Декабрь 1707 г. Тихвинский посад
Воевода беседою жалует
Над высокими вершинами елей выл, бросал снежную взвесь, верховой ветер, нагонял сизые облака-тучи, густые, клочковатые, словно ободранные злобным медведем-шатуном, не улегшимся вовремя в берлогу. В лесу же было довольно тихо, лишь медленно падал снег, покрикивали на лошадей возчики, да скрипели по наезженной санной колее полозья.
- Скоро и посад, господине, - оглянувшись, весело сообщил сидевший впереди здоровенный мужик в лисьем треухе и подбитом волчьей шкурою зипуне – карел Апракса Леонтьев.
Простой, с Озеревского погоста, крестьянин, Апракса немножко разжился охотою, да, выгодно продав куньи да лисьи меха на Тихвинских рядках, вырученные деньги в кабаках на прогулял, не пропил, а благоразумно вложил в дело - отправился с купцами в Занонежье и дальше, на соляные варницы в Поморские земли, где купил три мешка соли, которые надеялся выгодно продать, и уже на эти – довольно приличные! – капиталы купить кожи да пеньки, а уж ее… Вообще-то, кабы не война, так рванул бы Апракса в Стокгольм - Стекольны, куда местные тихвинские купцы наезжали частенько, правда, то было в ранешние, мирные времена, лет восемь тому назад закончившиеся. А так бы хорошо – купил в Стокгольме медь, привез – продал, потом бы кораблик зафрахтовал в Канцах, хороший шведский корабль с добрым шкипером, закупил бы опять пеньки, да меду, да воску, а в Швеции – опять медь, только уже изрядно… Так раз с десяток скатался – глядишь, и домик бы на посаде справил – двухэтажный, с большим стеклянными окнами и изразцовой печью! Не хуже, чем у богатеев Шпилькиных или Самсоновых, однако! Ну и что с того, что Апракса – карел? Хоть и раскольник, да, но, в вере своей раскольничьей нерадивый, и все, что царь-государь скажет – признает.
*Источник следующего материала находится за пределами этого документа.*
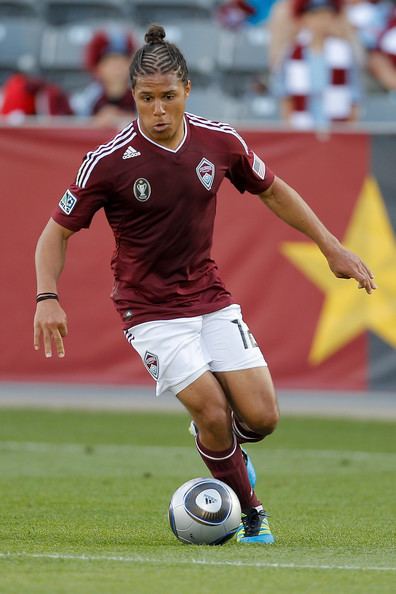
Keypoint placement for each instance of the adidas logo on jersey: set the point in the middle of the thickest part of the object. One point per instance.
(130, 153)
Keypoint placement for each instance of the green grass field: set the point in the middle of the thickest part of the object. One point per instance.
(84, 498)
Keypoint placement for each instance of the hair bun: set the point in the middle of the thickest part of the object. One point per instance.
(155, 34)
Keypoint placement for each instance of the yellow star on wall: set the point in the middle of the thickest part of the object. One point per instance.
(346, 311)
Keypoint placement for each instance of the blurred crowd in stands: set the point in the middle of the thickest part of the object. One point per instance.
(310, 63)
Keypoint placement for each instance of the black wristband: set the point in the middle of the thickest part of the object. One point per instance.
(44, 296)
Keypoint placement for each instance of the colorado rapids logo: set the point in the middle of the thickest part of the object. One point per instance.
(206, 172)
(142, 189)
(151, 363)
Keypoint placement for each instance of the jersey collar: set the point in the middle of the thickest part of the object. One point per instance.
(177, 149)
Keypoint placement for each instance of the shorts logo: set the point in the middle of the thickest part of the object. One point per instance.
(67, 202)
(142, 189)
(206, 173)
(258, 166)
(151, 363)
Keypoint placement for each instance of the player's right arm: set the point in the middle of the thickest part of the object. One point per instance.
(50, 322)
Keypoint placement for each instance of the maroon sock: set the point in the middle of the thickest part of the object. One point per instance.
(244, 435)
(229, 466)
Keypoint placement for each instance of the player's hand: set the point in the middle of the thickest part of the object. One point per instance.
(346, 264)
(50, 327)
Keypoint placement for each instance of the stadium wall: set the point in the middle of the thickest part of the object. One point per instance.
(316, 332)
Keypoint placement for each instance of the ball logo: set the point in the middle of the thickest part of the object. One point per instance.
(209, 500)
(142, 189)
(206, 173)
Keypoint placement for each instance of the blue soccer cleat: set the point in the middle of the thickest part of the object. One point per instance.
(254, 528)
(248, 462)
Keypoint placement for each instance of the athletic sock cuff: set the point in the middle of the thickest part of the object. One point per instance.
(213, 454)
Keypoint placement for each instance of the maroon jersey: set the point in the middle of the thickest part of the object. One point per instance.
(161, 204)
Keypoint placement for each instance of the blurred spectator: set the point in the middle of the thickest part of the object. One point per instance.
(234, 14)
(108, 99)
(382, 60)
(282, 30)
(368, 17)
(318, 81)
(24, 95)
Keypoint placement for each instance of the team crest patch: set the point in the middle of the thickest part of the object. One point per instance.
(142, 189)
(151, 363)
(206, 173)
(67, 202)
(258, 166)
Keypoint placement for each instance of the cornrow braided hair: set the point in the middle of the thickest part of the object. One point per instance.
(158, 56)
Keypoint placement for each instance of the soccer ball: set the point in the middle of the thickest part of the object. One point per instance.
(204, 511)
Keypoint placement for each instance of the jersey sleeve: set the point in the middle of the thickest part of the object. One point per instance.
(83, 198)
(247, 171)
- Ух, господине Андрей Андреич – вот, поглядишь, какой я себе дом выстрою! Где бы вот только меди купить? А ведь куплю... куплю…
А медь этот парень у тех же шведов и купит, контрабандист хренов, - поплотней запахнув кошму – продрог малость – усмехнулся про себя Громов. – Только вполне может попасться, а тогда повесят, как пить дать – повесят. Ладно, его дело…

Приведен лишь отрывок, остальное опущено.